I like Prosciutto, however it is bit hard to find round here not in a pre-sliced / pre-packaged form. Once sliced it does not keep well oxidizing and rapidly develops off flavors. Speck which is a northern Italian /Austrian version which is smoked and also has great flavor but is not to be found around here. Plus my wife objects to the $70+ dollar shipments from Amazon, which I order in the winter and then UPS then throws in the ditch by the mailbox rather than delivering up to our doorstep (another long story). However I can cut up the chunk, freezing some. I slice off what I need as I need it and retain the fresh cut flavor.
So after reading a few books on dry curing and watching yet more YouTube videos, I decided to tackle making some Country ham / Speck. The curing chamber was already constructed. So now the problem was how to procure the raw ham and then cold smoke before drying.

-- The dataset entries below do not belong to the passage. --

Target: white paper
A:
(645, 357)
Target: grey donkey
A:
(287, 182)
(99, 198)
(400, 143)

The meat was easy as our local grocer – Woodman’s, had the fresh front legs (a.k.a. green picnic hams) on special.
Meanwhile it is mid-winter in Wisconsin, meaning my Big Green Egg was frozen shut (really frozen shut with > 1/2″ ice covering) and I did not yet have a cold smoke generator. I have smoked a lot of meat on the BGE but it has always been hot smoked (190-230F smoker temp) but for these hams we are looking for <90F smoker temp. After some research which lead to both very expensive and very simple / inexpensive options I settled on the A-Maze-N 5×8″ smoker which uses wood pellets. Nice and simple, no modifications to the grill or having to connect air pumps as on some of the more expensive models.
I melted the BGE open the night before for a steak dinner (see yet more http://bronkalla.com/blog/2018/12/31/koji-steak-and-crunchy-cheesy-potatoes/) and then propped it open with a stick of kindling for the next morning (no snow forecast and -10F temps). It took a few handfuls of kindling shoved in through the ash dump / vent and lit with a propane torch to get the left over charcoal going. The metal ring I made really speeds up the process taking the heat and applying it to the frozen gaskets. This has served me well over the last 3 winters. Go get some sheet metal at HD and attack it with tin snips. Size is not critical. This is 3x faster than trying to just let it warm up in reasonable (>10F temps) and the only way when it gets really cold (-10 to -20F , -20 is my cut off)
Next day I add a few big lumps of charcoal as spacers and place the A-Maze-n smoker with mixed wood pellets and get it lit. Once lit, blow out the fire, add the meat and walk away. Internal temp of the BGE averaged 46F over 10 hours (that is COLD smoking).